アゴタ・クリストフは「悪童日記」で有名な亡命ハンガリー人作家で、読書好きには有名。もういい年だとわかっていたし、新作がバンバン出る作家でもなかったし、それほど興味があると思ってなかったんだけど、亡くなったと聞いて、他のいろんな訃報があるにも関わらず、彼女のことばかり気になった。どうやら好きだったみたい。




というわけで戯曲集「怪物」と「伝染病」を読んだ。それぞれ5編、4編の短編戯曲が収められている。戯曲は小説とは違って、不条理や、現実から浮遊したようなものが多い。書かれた年代としては70年代から80年代で、悪童日記よりだいぶん前になる。

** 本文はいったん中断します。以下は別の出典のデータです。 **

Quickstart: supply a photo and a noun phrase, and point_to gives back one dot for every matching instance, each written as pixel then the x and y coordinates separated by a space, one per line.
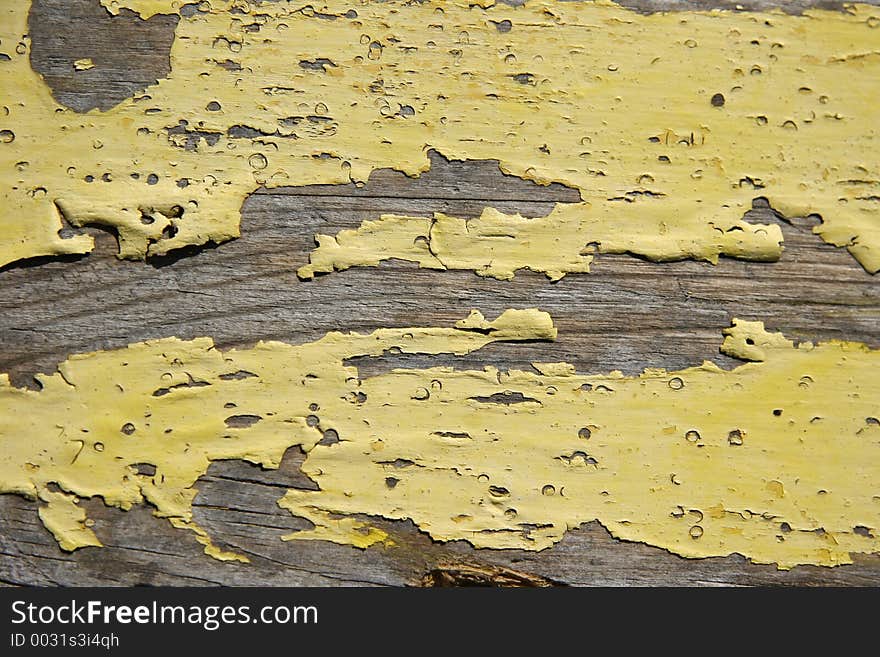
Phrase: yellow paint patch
pixel 668 124
pixel 83 64
pixel 776 459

「怪物」と「贖い」「ジョンとジョー」「星々を怖れよ」はもともと好きで、相変わらずいいなあと思って読んだ。「エレベーターの鍵」はゾッとするというか、こういうの苦手で気持ち悪くなってしまう。昔はあまりピンと来なかった「道路」「鼠が通る」「伝染病」「灰色の女あるいは最後の客」も、新しい発見があって、面白く読めた。

とくに「怪物」は、未知の怪物と原始的な部族の物語で、もともと好きだったのだけど、いま読むと非常に身につまされる。以前は怪物を政治的、文明的な文脈で怪物を捉えたけど、いまとなっては原発としか思えない。しかも劇中での怪物は突然現れているが、現実の怪物は人間が自らつくり出してしまったのだ。あまり書くとネタバレになってしまうので、このへんで。

いま上演するなら「怪物」しかない。

翻訳をされてる堀茂樹さんがTwitterにいらっしゃいますよ。
http://twitter.com/hori_shigeki

「悪童日記」を翻訳して出版社に直接持ち込んで出版に漕ぎ着けた方です。いま日本語でアゴタ・クリストフの作品群が読めるのは堀さんのおかげです。しかも、戯曲集は(後書きによれば、なので今は違うかもしれませんが)フランス語でも発売されてないそうなので、日本語でしか出版されてないそうです。ウッヒャーそんなことあるの、て感じですよね。堀さん、ありがとうございます。